Fingers shaking, Meer lifted the chain out from under her shirt, leaned over and slipped the tiny silver key into the keyhole. She’d wondered since she’d first seen what she’d pulled from beneath the mummified heart what lock could be this small. Now she knew.
The mechanism gave as softly as a butterfly sighing and she let the chain and the key fall back as she tried to open the oboe. How many years had it been since this hinge had been exercised? Gently, she pried the two halves open, forcing the instrument to give up its prize. Gazing down at the contents of the slim silver tomb, Meer recognized what was nestled there from a place deep, deep inside her soul.
It was so delicate and brittle-looking she was afraid to even touch it. Very gently she lifted it out of its hiding place.
“Quickly, give it to me,” Sebastian said.
She was confused. Which instrument? Before she figured it out, he reached out, took Beethoven’s silver oboe from her and snapped it shut.
“Put that in your bag, quickly, Meer,” Malachai said, nodding at the bone flute.
Meanwhile Sebastian had taken several steps away from both of them and put the silver cylinder up to his lips. Not Beethoven, but Pachelbel’s
Canon
filled the room. It seemed appropriate to Meer; this was music that Beethoven would have heard, Pachelbel having been a composer who’d also moved from Germany to Vienna almost a hundred years before Beethoven did. The children, their teacher, the ticket taker guide and the young man at the computer all focused their attention on Sebastian and the sweet and sacred sound that he brought forth from the oboe.

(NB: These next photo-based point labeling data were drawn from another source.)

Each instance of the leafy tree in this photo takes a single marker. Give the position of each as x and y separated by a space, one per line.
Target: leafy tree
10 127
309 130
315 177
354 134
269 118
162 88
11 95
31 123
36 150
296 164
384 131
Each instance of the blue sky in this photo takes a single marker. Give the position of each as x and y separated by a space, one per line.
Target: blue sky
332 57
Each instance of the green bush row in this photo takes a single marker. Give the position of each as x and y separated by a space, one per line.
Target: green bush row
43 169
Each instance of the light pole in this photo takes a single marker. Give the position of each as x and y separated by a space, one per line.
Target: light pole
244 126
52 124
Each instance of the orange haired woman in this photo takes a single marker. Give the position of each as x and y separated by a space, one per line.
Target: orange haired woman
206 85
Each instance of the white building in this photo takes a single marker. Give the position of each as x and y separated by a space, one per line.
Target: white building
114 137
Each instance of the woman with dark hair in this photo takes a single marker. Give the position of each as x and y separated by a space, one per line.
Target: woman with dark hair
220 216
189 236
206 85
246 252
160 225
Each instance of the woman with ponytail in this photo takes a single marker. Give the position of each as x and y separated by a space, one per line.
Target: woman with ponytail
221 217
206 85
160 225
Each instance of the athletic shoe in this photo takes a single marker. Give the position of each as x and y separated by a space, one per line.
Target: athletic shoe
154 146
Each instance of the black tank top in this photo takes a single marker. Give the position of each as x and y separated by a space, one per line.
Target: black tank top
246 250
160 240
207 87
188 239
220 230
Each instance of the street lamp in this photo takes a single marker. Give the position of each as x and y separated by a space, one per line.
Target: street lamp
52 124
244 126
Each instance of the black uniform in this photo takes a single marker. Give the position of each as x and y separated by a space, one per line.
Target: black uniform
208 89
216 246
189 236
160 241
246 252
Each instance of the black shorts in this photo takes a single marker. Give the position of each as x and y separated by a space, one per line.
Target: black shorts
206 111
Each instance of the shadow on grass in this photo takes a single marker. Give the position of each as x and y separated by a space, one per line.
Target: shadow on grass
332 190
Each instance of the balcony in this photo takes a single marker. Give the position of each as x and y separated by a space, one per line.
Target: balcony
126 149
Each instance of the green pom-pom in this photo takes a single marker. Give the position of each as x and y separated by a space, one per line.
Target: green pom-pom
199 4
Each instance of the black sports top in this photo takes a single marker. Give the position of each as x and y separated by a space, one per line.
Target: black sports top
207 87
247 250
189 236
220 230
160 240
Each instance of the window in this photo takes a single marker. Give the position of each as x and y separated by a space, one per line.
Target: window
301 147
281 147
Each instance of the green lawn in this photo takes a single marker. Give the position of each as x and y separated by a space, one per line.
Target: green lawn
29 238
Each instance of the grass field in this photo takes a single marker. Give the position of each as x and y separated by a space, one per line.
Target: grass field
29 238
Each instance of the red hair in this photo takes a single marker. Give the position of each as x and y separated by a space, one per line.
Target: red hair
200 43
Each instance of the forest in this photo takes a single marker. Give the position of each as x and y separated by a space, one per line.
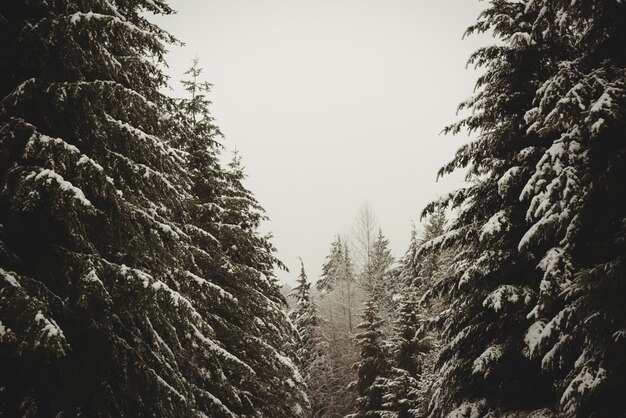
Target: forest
136 279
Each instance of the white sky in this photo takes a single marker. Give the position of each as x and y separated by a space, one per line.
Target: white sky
332 103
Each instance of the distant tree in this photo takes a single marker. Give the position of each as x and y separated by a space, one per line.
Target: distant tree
333 267
410 345
372 367
363 235
377 279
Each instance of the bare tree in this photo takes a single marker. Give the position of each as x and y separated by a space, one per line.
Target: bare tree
363 234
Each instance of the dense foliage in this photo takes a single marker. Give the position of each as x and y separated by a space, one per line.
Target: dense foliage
134 281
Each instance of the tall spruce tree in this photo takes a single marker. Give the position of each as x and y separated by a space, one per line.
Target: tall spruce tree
116 298
408 348
224 212
372 366
535 323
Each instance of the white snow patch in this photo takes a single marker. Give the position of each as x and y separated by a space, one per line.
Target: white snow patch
3 330
49 176
494 225
49 326
9 278
484 363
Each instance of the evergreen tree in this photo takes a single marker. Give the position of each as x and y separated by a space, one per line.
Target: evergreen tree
534 322
377 280
225 213
304 317
372 367
115 301
333 268
409 347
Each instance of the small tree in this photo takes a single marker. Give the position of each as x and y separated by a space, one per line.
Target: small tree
372 368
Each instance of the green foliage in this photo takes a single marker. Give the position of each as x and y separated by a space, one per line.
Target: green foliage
133 279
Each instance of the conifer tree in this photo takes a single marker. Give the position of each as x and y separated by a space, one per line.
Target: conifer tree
115 299
225 213
333 268
304 317
534 324
408 348
372 367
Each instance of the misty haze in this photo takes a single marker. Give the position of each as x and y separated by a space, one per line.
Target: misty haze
292 209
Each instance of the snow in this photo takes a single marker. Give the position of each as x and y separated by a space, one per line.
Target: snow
505 182
533 337
219 350
468 410
3 330
202 282
57 141
9 278
81 16
507 293
84 159
484 363
494 225
585 382
597 126
49 176
167 385
50 327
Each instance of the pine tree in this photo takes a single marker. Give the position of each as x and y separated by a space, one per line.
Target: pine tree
114 300
377 279
304 317
576 205
491 286
333 268
372 367
225 212
409 346
534 324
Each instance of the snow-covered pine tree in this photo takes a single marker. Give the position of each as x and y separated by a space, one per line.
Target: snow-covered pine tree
484 366
546 213
304 317
105 308
576 204
372 366
312 350
409 346
223 211
376 278
332 267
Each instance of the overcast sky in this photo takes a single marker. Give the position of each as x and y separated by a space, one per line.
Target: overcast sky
332 103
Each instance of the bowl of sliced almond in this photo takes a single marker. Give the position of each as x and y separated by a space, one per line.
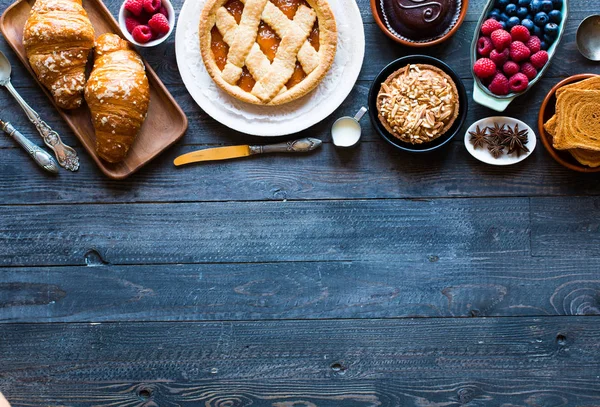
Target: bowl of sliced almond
417 103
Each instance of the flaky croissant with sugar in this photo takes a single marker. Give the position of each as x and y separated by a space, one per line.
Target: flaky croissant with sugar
118 95
58 38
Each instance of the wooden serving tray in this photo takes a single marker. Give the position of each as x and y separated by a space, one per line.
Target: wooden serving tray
166 122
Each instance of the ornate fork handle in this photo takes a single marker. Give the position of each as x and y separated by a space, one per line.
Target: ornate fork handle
66 156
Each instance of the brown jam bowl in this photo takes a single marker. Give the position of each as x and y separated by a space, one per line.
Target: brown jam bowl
547 110
377 14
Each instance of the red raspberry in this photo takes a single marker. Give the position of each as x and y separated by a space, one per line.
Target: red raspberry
539 59
159 24
142 34
518 82
534 44
134 6
152 6
529 70
519 33
499 85
484 46
489 26
501 39
518 51
131 23
510 68
499 58
484 68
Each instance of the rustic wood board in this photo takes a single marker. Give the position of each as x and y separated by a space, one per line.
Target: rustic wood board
166 122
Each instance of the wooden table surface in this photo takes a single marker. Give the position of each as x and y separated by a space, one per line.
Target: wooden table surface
364 277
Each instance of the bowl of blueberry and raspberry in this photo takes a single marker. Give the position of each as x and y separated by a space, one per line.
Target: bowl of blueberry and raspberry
146 23
511 49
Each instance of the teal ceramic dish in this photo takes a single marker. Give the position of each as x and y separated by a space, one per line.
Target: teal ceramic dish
481 94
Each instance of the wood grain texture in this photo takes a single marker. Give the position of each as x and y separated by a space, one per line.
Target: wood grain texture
434 286
548 361
263 231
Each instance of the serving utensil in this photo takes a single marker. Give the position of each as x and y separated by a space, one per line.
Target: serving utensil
224 153
66 156
41 157
588 37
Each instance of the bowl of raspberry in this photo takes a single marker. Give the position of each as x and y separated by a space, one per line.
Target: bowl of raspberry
513 46
146 23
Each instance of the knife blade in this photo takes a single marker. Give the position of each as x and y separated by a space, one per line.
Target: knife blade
224 153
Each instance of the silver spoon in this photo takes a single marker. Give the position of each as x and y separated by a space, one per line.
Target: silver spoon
66 156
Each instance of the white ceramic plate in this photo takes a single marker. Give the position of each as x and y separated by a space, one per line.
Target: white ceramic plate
272 120
482 154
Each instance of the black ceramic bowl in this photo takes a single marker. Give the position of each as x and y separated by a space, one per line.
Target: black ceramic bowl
441 140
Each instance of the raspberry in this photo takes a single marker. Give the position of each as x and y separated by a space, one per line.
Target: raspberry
518 82
142 34
484 46
164 12
510 68
529 70
499 85
539 59
519 33
499 58
131 23
152 6
484 68
518 51
134 6
159 24
534 44
501 39
489 26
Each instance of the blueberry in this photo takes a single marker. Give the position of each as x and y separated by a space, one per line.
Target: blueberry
501 4
535 6
555 16
527 23
512 22
541 19
546 6
522 12
551 30
511 10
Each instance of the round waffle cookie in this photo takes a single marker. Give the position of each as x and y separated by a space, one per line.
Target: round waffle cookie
418 103
267 52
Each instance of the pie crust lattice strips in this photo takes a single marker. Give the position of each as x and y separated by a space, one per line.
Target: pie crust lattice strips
245 55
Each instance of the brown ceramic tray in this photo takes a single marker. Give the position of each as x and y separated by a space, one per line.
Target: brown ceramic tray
547 110
378 16
166 122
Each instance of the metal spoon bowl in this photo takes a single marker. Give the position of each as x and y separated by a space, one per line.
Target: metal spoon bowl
65 155
588 37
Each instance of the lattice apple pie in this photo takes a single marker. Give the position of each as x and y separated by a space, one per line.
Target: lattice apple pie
267 52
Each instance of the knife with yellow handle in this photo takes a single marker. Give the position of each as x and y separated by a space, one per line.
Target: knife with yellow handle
303 145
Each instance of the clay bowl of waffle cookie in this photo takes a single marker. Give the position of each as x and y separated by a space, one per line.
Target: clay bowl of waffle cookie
417 103
418 23
569 122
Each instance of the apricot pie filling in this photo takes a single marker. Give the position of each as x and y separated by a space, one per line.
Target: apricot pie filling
267 51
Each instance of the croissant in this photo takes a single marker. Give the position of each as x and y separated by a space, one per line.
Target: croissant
58 38
118 95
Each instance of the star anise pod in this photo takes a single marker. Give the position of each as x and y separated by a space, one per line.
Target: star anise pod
496 133
479 137
515 140
496 149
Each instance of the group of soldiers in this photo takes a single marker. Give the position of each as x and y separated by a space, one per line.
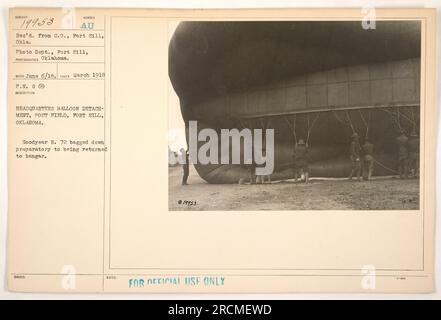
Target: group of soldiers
361 156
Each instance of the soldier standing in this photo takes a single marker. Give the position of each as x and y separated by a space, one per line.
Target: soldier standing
185 166
403 154
301 160
355 150
414 154
368 158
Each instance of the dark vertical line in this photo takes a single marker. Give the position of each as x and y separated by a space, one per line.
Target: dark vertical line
110 142
104 135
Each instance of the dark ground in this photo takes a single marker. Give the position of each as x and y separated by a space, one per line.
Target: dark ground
382 193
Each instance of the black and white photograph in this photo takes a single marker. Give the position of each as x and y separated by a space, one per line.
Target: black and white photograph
294 115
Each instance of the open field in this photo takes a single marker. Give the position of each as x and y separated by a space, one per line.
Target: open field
383 193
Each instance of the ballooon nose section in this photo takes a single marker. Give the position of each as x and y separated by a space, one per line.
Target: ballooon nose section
311 81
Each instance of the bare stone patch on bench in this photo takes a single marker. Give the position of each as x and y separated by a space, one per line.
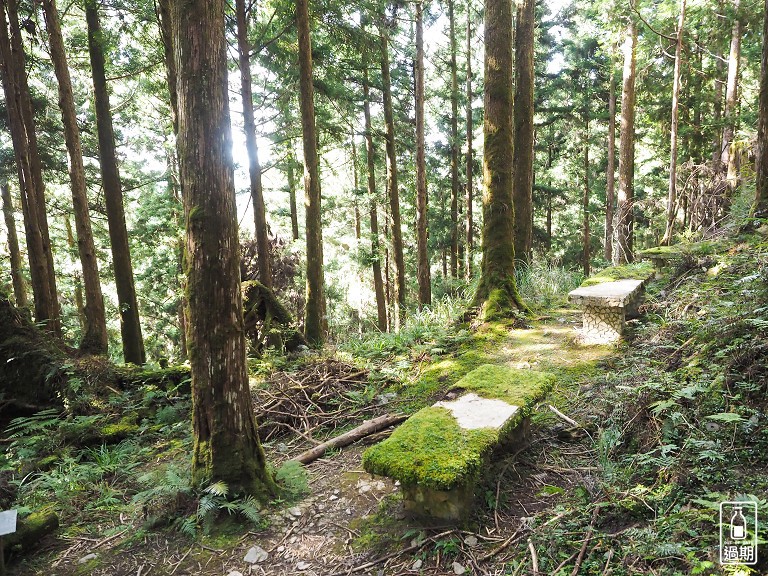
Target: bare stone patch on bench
608 300
440 453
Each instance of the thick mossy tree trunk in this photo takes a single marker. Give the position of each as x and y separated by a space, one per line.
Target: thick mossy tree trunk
249 126
761 185
226 443
130 327
422 254
523 162
497 292
17 276
29 168
625 220
393 192
94 340
314 321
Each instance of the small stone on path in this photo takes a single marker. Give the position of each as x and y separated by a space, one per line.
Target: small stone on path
255 555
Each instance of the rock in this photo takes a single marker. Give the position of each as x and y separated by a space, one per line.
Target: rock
295 511
255 555
87 558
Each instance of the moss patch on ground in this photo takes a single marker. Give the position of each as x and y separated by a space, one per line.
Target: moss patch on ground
432 450
635 271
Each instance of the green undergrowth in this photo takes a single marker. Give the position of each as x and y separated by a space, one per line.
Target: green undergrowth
681 424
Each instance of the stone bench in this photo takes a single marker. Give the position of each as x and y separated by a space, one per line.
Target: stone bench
608 300
440 453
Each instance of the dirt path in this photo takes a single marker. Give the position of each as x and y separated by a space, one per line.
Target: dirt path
351 520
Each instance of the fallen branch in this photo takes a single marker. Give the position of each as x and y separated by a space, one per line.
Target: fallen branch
365 429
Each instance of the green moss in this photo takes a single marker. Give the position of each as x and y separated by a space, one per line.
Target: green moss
432 450
636 271
516 387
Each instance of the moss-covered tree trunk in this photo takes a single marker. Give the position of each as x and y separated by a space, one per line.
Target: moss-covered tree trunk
497 292
469 232
422 254
94 340
393 192
130 326
29 168
761 185
314 322
17 276
254 166
625 221
523 121
226 443
378 282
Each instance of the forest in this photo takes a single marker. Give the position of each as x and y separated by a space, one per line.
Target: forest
425 287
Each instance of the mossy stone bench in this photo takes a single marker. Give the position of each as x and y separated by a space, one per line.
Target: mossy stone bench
440 453
608 298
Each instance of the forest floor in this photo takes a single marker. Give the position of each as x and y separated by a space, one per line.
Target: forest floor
671 422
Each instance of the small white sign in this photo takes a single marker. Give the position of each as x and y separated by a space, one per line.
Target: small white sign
7 522
738 533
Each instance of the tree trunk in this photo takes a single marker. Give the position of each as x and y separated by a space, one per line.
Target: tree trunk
378 282
469 225
422 259
29 169
314 324
761 185
226 443
130 327
672 190
610 171
393 193
17 276
585 255
497 291
625 217
254 166
454 146
522 194
95 339
729 157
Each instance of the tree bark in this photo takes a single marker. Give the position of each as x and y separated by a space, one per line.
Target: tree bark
95 338
454 146
17 276
522 194
728 156
422 258
672 190
254 166
469 224
378 282
130 326
314 324
610 171
625 208
761 184
497 291
226 443
393 192
29 169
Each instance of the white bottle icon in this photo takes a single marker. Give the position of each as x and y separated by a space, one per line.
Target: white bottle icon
738 525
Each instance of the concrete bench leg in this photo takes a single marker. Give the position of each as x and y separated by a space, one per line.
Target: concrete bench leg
602 325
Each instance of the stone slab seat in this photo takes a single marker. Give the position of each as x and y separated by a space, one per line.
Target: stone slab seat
608 299
441 452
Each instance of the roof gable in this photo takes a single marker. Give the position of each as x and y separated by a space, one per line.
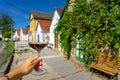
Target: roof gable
25 30
59 10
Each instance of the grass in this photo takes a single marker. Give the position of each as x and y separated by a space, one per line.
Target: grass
9 47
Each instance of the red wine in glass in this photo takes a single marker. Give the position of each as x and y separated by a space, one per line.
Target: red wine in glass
38 46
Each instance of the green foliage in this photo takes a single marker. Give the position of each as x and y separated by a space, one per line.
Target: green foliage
97 21
6 23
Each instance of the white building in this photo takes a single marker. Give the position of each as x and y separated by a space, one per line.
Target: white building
24 34
42 30
53 41
16 35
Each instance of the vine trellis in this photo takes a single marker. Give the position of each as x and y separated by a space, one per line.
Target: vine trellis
97 21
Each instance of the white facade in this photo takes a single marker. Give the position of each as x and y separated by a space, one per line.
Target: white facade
39 35
16 36
23 37
55 20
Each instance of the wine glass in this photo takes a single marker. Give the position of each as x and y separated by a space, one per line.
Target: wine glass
38 45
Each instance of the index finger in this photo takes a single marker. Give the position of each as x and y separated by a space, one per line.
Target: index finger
34 59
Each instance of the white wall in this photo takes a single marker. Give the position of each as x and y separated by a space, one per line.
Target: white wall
55 19
15 36
39 32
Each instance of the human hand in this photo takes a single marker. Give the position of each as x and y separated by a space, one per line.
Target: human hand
28 65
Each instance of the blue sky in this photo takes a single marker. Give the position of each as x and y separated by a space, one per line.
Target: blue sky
19 10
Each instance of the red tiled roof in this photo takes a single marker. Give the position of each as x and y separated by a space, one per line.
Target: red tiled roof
45 24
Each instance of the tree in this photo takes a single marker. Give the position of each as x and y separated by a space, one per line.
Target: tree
7 24
96 21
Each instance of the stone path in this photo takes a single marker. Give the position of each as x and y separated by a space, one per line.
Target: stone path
57 67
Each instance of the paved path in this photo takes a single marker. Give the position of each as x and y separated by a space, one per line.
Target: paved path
57 67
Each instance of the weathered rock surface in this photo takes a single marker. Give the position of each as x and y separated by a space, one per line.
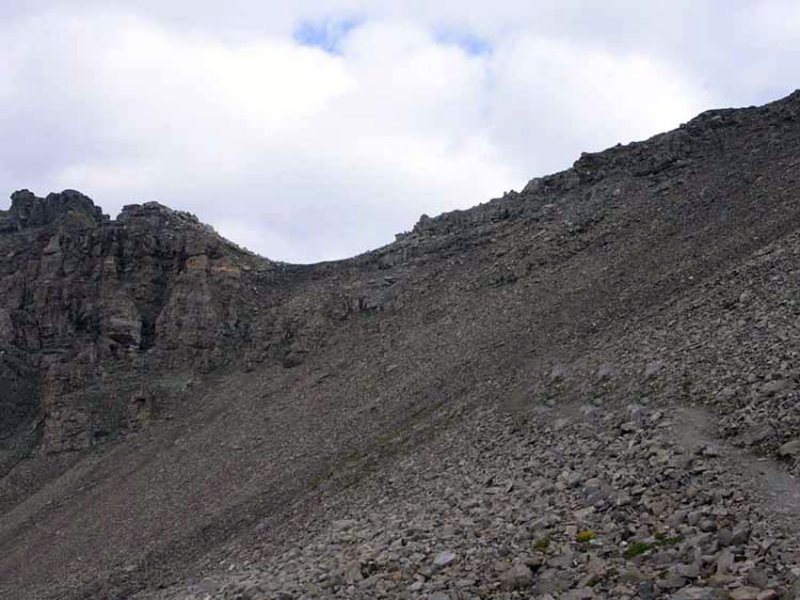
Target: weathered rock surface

Hands trembling, Meer opened her bag and slipped the bone flute inside.
Sebastian finished the piece, accepted an enthusiastic round of applause and with a flourish returned the oboe to the ticket taker, who replaced it in its repository without showing any undue curiosity. Wasn’t it lighter without the flute inside? Or hadn’t she paid attention to its heft in the first place?
Done, the woman locked the cabinet and thanked Sebastian who in turn thanked her for the honor of letting him play the instrument. Then, nodding at Malachai, he put his arm around Meer’s shoulder and gently led her out of the room and out of Beethoven’s house.